Architecting a vSphere Compute Platform : Resource Balancing and Transparent Maintenance
   
Resource Balancing and Transparent Maintenance
vSphere Distributed Resource Scheduler (DRS) dynamically balances computing capacity across a collection of hardware resources aggregated into logical resource pools based on CPU and memory load status. vSphere DRS continuously monitors utilization across resource pools, or the root cluster resource pool, to intelligently allocate available resources among virtual machines based on a predefined set of rules that reflect business or application requirements. These vSphere vMotion migrations of virtual machines can be performed automatically or manually based on the defined parameters.

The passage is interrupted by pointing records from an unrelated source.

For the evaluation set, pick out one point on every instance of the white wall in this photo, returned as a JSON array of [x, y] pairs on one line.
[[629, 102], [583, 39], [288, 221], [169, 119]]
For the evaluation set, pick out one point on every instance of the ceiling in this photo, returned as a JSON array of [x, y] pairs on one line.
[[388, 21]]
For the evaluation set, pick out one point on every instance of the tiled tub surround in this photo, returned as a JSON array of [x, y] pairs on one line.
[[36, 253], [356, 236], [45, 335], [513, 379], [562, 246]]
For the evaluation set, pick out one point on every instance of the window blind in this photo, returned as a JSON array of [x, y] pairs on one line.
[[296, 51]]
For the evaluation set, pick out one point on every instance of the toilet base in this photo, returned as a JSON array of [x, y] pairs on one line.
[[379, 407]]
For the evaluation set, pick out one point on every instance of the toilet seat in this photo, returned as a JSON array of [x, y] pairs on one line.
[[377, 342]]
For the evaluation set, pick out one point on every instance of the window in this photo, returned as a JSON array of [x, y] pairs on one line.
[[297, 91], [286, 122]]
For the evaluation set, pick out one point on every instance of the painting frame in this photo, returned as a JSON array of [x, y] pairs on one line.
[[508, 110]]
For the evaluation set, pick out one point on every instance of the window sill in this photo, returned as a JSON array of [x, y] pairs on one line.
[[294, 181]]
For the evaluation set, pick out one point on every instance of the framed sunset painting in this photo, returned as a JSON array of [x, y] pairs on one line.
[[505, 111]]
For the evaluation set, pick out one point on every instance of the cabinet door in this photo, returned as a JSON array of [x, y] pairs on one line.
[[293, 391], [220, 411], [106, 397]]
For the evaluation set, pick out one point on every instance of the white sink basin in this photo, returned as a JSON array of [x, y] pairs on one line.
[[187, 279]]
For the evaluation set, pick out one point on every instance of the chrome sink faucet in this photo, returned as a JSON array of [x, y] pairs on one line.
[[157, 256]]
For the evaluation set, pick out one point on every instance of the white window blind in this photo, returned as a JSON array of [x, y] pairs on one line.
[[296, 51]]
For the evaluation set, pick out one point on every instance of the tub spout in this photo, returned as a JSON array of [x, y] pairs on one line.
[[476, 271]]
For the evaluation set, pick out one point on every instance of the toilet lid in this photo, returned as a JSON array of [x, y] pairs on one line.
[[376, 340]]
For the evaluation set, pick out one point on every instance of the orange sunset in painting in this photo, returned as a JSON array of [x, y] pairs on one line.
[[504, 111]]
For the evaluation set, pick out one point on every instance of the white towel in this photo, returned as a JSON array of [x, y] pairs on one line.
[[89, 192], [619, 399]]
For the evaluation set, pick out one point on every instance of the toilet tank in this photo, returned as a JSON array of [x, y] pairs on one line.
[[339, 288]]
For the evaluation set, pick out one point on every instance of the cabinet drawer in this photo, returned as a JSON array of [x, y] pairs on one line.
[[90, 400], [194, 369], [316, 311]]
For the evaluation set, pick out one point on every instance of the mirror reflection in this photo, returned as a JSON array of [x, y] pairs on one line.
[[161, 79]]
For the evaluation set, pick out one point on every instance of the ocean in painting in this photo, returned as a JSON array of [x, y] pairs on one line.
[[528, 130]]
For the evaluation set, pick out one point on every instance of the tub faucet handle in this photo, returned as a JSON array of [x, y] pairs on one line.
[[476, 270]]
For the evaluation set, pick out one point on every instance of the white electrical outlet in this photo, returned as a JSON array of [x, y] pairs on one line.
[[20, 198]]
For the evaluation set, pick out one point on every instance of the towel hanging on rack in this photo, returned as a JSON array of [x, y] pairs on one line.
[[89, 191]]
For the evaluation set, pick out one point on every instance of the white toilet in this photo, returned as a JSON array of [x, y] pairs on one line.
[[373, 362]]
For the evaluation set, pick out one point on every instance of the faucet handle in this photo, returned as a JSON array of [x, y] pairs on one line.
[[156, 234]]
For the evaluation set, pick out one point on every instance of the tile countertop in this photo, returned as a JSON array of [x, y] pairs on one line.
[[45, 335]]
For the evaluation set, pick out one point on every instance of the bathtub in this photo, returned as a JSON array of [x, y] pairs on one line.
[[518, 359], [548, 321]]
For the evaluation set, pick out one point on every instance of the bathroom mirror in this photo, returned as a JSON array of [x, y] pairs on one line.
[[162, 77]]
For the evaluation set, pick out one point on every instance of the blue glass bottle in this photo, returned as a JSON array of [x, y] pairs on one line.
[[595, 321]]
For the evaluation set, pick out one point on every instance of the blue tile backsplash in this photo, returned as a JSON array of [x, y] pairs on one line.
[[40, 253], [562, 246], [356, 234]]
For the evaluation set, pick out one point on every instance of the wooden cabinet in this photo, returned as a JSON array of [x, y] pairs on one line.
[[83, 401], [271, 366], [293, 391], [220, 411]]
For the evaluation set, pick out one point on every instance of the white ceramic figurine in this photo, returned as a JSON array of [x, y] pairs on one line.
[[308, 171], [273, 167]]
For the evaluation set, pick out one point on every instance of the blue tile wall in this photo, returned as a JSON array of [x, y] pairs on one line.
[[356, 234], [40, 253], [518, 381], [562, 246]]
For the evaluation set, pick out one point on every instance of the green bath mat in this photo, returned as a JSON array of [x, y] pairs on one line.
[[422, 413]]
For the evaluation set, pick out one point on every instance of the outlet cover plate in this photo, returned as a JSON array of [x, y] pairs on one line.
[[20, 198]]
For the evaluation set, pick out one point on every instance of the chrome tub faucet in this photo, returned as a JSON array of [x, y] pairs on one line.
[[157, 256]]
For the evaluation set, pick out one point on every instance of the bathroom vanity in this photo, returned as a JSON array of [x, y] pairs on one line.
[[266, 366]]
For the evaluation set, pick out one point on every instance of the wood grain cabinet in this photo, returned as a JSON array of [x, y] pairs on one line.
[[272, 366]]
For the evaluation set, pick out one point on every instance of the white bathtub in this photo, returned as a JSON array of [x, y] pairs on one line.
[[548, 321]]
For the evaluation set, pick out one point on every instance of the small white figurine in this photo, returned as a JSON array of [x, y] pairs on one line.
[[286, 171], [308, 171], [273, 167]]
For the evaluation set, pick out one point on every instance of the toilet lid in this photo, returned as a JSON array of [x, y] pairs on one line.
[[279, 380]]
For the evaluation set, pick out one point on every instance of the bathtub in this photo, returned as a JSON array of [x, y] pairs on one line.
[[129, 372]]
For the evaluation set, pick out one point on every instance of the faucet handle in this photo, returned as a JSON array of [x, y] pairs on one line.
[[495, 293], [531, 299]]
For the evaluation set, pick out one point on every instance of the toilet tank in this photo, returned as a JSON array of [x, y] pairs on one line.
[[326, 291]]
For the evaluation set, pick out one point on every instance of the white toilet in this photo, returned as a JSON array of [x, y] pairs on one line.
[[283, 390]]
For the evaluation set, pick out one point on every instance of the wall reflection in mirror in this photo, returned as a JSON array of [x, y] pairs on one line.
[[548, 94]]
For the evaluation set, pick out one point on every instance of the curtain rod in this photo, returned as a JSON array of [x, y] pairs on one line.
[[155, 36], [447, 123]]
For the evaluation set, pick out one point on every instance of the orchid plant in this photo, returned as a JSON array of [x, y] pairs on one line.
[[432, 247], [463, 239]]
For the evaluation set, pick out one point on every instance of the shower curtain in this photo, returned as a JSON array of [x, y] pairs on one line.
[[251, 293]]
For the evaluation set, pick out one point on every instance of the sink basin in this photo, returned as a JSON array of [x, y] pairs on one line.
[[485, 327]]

Figure 29. vSphere Distributed Resource Scheduler (DRS)
 
An additional benefit of DRS is realized when there is an operational requirement to place a host in maintenance mode. For instance, when servicing is required or to install additional memory on a host, all virtual machines that are running on the targeted host will be automatically migrated to other hosts within the cluster (assuming the DRS policies are configured appropriately to allow automatic migration). This provides a significant additional benefit gained from the vSphere HA admission control policy reserving spare capacity for both planned and unplanned outages. This can prove invaluable when performing rolling hardware maintenance or orchestrated patching through vSphere Update Manager. These types of actions can be carried out without any need to disrupt tenant services and are completely transparent to the consumers, providing non-stop IT services, maintenance without downtime, and greatly improved availability.